As you can see below, when asked for ANY, we only return one HINFO record and the optional RRSIG that is only needed when the zone is signed. This record can be cached, and has the added benefit of being small and therefore reducing the amplification factor the attacker expected.
; <<>> DiG 9.8.3-P1 <<>> @ns2.p31.dynect.net. amazon.com. any +dnssec +norec ; (1 server found) ;; global options: +cmd ;; Got answer: ;; ->>HEADER<<- opcode: QUERY, status: NOERROR, id: 29671 ;; flags: qr aa; QUERY: 1, ANSWER: 16, AUTHORITY: 0, ADDITIONAL: 1 ;; OPT PSEUDOSECTION: ; EDNS: version: 0, flags: do; udp: 4096 ;; QUESTION SECTION: ;amazon.com. IN ANY ;; ANSWER SECTION: amazon.com. 900 IN SOA dns- external-master.amazon.com. root.amazon.com. 2010113317 180 60 3024000 60 amazon.com. 3600 IN NS pdns6.ultradns.co.uk. amazon.com. 3600 IN NS pdns1.ultradns.net. amazon.com. 3600 IN NS ns2.p31.dynect.net. amazon.com. 3600 IN NS ns3.p31.dynect.net. amazon.com. 3600 IN NS ns1.p31.dynect.net. amazon.com. 3600 IN NS ns4.p31.dynect.net. amazon.com. 60 IN A 220.127.116.11 amazon.com. 60 IN A 18.104.22.168 amazon.com. 60 IN A 22.214.171.124 amazon.com. 60 IN A 126.96.36.199 amazon.com. 60 IN A 188.8.131.52 amazon.com. 60 IN A 184.108.40.206 amazon.com. 900 IN MX 5 amazon-smtp.amazon.com. amazon.com. 900 IN TXT "spf2.0/pra include:spf1.amazon.com include:spf2.amazon.com include:amazonses.com -all" amazon.com. 900 IN TXT "v=spf1 include:spf1.amazon.com include:spf2.amazon.com include:amazonses.com -all" ;; Query time: 30 msec ;; SERVER: 220.127.116.11#53(18.104.22.168) ;; WHEN: Wed Apr 13 09:57:59 2016 ;; MSG SIZE rcvd: 565
Unsigned answer from large internet company is 565 bytes long.
In contrast a signed answer from CloudFlare.com is only 224 bytes long or less than ½ the unsigned answer above.

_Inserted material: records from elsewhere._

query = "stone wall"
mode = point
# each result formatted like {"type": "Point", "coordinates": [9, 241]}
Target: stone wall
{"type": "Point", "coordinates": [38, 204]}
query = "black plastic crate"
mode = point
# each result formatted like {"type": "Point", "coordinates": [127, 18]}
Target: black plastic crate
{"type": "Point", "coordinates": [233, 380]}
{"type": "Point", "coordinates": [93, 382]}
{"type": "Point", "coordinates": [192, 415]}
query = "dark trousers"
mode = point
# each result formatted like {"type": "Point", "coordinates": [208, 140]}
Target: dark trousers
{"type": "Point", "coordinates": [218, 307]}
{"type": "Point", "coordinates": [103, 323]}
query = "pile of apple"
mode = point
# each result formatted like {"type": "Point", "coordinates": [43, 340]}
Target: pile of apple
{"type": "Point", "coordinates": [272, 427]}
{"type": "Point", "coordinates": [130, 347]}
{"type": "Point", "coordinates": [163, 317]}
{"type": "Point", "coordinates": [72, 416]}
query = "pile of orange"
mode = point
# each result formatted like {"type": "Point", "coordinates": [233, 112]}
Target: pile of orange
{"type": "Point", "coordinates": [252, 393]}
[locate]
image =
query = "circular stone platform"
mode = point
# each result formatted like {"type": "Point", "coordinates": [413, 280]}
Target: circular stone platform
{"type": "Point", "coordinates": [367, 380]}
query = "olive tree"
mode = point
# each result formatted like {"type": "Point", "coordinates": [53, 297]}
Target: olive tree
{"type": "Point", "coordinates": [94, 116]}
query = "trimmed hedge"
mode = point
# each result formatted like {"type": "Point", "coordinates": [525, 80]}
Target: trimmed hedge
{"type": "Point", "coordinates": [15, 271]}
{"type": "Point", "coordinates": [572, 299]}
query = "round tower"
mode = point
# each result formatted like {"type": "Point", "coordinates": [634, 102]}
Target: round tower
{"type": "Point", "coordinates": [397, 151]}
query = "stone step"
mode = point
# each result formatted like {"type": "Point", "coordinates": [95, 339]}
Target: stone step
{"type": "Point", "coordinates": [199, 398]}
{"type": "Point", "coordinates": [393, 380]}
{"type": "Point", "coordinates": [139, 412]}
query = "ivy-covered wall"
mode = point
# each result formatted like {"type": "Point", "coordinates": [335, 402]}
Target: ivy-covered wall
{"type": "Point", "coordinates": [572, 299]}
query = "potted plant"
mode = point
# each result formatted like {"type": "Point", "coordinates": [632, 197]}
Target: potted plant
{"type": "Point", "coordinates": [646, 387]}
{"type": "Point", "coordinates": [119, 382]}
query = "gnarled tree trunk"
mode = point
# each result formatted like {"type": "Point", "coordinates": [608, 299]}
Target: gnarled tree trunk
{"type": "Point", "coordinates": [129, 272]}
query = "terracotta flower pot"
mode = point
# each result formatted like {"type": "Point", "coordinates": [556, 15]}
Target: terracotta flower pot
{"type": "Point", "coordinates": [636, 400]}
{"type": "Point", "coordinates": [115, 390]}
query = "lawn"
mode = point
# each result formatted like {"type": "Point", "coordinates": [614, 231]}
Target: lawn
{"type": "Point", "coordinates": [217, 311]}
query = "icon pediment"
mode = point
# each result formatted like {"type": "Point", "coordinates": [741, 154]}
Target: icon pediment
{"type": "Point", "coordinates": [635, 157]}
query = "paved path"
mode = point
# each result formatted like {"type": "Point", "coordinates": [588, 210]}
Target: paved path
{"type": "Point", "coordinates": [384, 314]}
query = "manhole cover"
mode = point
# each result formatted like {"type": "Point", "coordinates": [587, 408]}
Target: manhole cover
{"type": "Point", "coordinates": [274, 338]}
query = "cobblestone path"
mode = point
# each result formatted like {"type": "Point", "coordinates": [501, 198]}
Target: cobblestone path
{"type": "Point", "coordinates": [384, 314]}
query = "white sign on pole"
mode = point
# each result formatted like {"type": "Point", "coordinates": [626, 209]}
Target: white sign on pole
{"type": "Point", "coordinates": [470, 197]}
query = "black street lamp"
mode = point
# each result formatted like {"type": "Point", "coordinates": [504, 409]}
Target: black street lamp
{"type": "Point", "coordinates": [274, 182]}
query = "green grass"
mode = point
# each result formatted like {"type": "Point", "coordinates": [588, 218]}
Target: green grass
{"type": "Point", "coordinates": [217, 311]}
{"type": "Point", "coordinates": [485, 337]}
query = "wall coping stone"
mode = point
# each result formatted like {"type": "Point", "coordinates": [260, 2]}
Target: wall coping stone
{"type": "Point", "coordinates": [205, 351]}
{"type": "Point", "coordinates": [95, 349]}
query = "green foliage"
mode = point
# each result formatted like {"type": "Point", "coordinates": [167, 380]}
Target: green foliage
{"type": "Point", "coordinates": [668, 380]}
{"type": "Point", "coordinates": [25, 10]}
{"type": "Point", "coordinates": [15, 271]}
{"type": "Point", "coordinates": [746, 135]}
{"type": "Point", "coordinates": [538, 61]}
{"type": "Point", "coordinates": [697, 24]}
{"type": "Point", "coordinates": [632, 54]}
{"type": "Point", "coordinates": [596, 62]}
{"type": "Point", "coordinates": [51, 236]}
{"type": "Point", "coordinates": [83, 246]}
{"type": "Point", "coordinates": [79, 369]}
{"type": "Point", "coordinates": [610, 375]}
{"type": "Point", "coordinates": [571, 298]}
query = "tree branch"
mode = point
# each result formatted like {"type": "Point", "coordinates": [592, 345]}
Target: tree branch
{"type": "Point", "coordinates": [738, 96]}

; <<>> DiG 9.8.3-P1 <<>> cloudflare.com any @ns3.cloudflare.com +dnssec +norec ;; global options: +cmd ;; Got answer: ;; ->>HEADER<<- opcode: QUERY, status: NOERROR, id: 36238 ;; flags: qr aa; QUERY: 1, ANSWER: 2, AUTHORITY: 0, ADDITIONAL: 1 ;; OPT PSEUDOSECTION: ; EDNS: version: 0, flags: do; udp: 512 ;; QUESTION SECTION: ;cloudflare.com. IN ANY ;; ANSWER SECTION: cloudflare.com. 3789 IN HINFO "Please stop asking for ANY" "See draft-ietf-dnsop-refuse-any" cloudflare.com. 3789 IN RRSIG HINFO 13 2 3789 20160414100147 20160412080147 35273 cloudflare.com. lGyCY7IC5sgHBfE95IJXDUS4diFjE5kq4vNMhhqP6+2+NyTQh1zAh1qw 3C710mFvvuCWe4VyRiqlu1jUzMnuLg== ;; Query time: 80 msec ;; SERVER: 2400:cb00:2049:1::a29f:21#53(2400:cb00:2049:1::a29f:21) ;; WHEN: Wed Apr 13 10:01:47 2016 ;; MSG SIZE rcvd: 224
We have been returning the HINFO answer for ANY queries since October 2015, with very few reports of problems in the field, besides a single Twitter rant about us not understanding DNS.
A few other DNS server vendors and DNS operators have followed our lead or adopted a similar line of defense. The latest example is the University of Cambridge which modified their BIND implementation to only return a single RRset for an ANY query. A common DNS server (NSD) has also been limiting ANY responses to only A+AAAA+MX types and/or CNAME, and a patch to return an even smaller answer has been proposed.
The moral is that the ANY query is not a useful tool for most DNS operators, but it is a wonderful tool if one is in the business of generating attacks against anyone else on the Internet. Answering ANY queries with a giant answer is not helping mitigate the plague of DoS volume attacks.
CloudFlare has taken a step to make the Internet a less hostile place and is leading by example. We strongly urge others to follow in our steps and neuter the amplification factor that a single DNS query can achieve. We all want to build a safer Internet, and neutering ANY query is one small step that everyone can take.